A quoi ressemble ta vie, ou plutôt tes vies en ce moment ?
Disons à un marathon ! Je fais tourner 3 food trucks - mes « camions qui fument », et 3 restos dans Paris - bientôt 4 : le resto en dur du « camion », le Huabu, ma cantine chinoise sur le boulevard Poissonnière, et le Greenhouse, qui vient juste d’ouvrir dans le 11e à la place de mon ancienne adresse de sandwichs US, Freddie’s Deli.
Pour tout ça, je jongle entre les fourneaux, la création des cartes, la sélection des petits producteurs chez qui dénicher les meilleurs produits, le service, le management des équipes, la gestion… Au Greenhouse, je suis aussi un peu cultivatrice : je m’occupe du potager urbain bio que l’on a installé sur la petite place juste devant la terrasse, dans trois jardinières géantes en brique. Je fais aussi du food consulting auprès d’autres restaurants, chefs ou grandes enseignes de restauration – pour booster leur carte, les coacher sur les tendances, former leurs équipes…Et dès que je peux, je vais donner un coup de main à mon chéri viticulteur en Bourgogne. Sans oublier de suivre le rythme de Mimi, mon chien, qui a encore plus d’énergie que moi.

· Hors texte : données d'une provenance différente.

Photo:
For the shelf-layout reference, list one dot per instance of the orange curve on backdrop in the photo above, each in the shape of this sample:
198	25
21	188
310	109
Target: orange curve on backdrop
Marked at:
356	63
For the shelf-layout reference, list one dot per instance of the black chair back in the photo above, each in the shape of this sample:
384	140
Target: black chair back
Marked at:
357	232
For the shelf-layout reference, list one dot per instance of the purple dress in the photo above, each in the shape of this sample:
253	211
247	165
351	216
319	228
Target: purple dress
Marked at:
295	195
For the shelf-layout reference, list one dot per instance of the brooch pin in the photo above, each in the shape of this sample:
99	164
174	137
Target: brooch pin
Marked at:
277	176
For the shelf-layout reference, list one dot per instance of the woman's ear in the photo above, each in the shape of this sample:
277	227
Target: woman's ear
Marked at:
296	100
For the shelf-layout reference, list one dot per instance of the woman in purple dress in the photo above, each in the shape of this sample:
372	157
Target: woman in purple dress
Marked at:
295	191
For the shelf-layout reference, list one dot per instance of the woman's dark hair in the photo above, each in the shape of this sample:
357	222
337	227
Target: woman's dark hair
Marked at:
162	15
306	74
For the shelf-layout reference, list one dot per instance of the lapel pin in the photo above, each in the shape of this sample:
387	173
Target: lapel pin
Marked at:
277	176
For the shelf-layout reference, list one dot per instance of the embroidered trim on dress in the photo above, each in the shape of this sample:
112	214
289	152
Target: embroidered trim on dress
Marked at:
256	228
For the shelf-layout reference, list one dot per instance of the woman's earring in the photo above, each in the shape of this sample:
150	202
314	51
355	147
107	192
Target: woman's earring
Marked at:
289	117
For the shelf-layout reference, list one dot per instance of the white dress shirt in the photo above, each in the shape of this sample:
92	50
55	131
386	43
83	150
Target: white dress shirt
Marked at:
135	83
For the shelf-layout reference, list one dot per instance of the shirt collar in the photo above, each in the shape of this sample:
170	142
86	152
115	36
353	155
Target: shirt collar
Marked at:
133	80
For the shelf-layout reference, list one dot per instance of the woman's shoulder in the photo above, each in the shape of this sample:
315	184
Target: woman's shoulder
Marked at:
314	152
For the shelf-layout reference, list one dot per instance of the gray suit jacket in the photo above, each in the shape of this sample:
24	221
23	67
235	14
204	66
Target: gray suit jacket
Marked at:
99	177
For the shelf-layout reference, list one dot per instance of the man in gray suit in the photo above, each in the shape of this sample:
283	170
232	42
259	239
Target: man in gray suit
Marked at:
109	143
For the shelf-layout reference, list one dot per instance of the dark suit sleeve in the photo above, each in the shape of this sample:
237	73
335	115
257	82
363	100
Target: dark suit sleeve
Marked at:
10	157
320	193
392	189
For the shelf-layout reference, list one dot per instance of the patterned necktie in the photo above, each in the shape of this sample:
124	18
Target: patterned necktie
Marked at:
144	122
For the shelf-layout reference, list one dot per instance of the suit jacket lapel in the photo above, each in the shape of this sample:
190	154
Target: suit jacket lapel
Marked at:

Pour manger, tu préfères assise ou debout ?
Les deux, évidemment ! Dans tous les cas, je fais attention à ne manger que de bons produits, bio, frais, et de saison. Côté « debout », je suis contente de voir comme les choses ont bougé à Paris depuis 5 ans : avant, la street food, c’était surtout McDo ou Kebab - et manger dans la rue était plutôt mal vu, associé à la malbouffe, à la précipitation, au stress. Maintenant il y a une offre de plus en plus qualitative et créative et c’est tant mieux, parce que pouvoir manger bon et sans perdre de temps, ça compte quand on a des vies ultra-remplies. D’ailleurs, souvent, je n’ai juste pas le temps de manger, ni assise ni debout !
Ah oui ? Parce que c’est comment, une journée avec toi ?
Je ne commence pas forcément hyper tôt, à 8h30, mais quand c’est parti, ça n’arrête plus. D’abord, gestion, compta. Puis j’arrive au resto à 11h, pour régler le service de midi – en ce moment, je me pose au Greenhouse qui est en pleine phase de lancement. A partir de 15 heures, je dois gérer les commandes, les fournisseurs… J’en profite aussi pour avancer dans mes activités de consulting, et si je peux je souffle deux minutes en m’occupant du potager. Et quand c’est possible, je file me défouler à la salle de sport. A 18h, en piste pour le service du soir. Quand on boucle, vers minuit ou après, je retrouve mes amis pour sortir – beaucoup de restaurateurs, parce qu’on a le même rythme.
Tu as fait plusieurs métiers tout au long de ta vie…
Oui. Au départ, pour moi c’était tout sauf la restauration : mes deux parents étaient du métier, à Los Angeles. J’ai passé mon adolescence à bosser comme serveuse ou barista pour me faire de l’argent de poche, du coup pour la suite c’était niet. J’ai étudié la com à San Diego, puis j’ai commencé à travailler dans la banque. J’ai tenu trois ans. Rester dans un bureau, ce n’était clairement pas pour moi. Et j’avais beau lutter contre la tradition familiale, dès que j’avais du temps libre, je rêvais de cuisine. Je faisais le marché, préparais des dîners pour les copines. Alors j’ai sauté le pas.
Et comment s'est passée la suite ?
J’ai choisi la France pour venir me former aux fourneaux. J’ai fait l’école de cuisine Ferrandi, et j’ai commencé à bosser dans des restos étoilés. Après avoir tourné avec plusieurs chefs, il y a six ans, j’ai eu envie de monter ma propre aventure. C’est là que j’ai eu l’idée du food truck : à l’époque, en France, il n’y en avait pas. J’avais tout mon bagage et ma culture californienne - le souvenir de tous les burgers que j’adorais ado !
J’ai pensé qu’un camion serait plus facile que monter un restaurant en dur. Wrong ! Il a fallu d’abord gérer toutes les autorisations administratives pour faire accepter le camion dans Paris, puis basculer très vite sur un mode entrepreneurial hard, recruter massivement…. parce que tout de suite nous avons eu beaucoup de monde, une grosse demande. Et puis voilà, j’ai eu envie de revenir à du « fixe ». Alors j’ai ouvert un resto, puis 2, puis 3, et bientôt 4.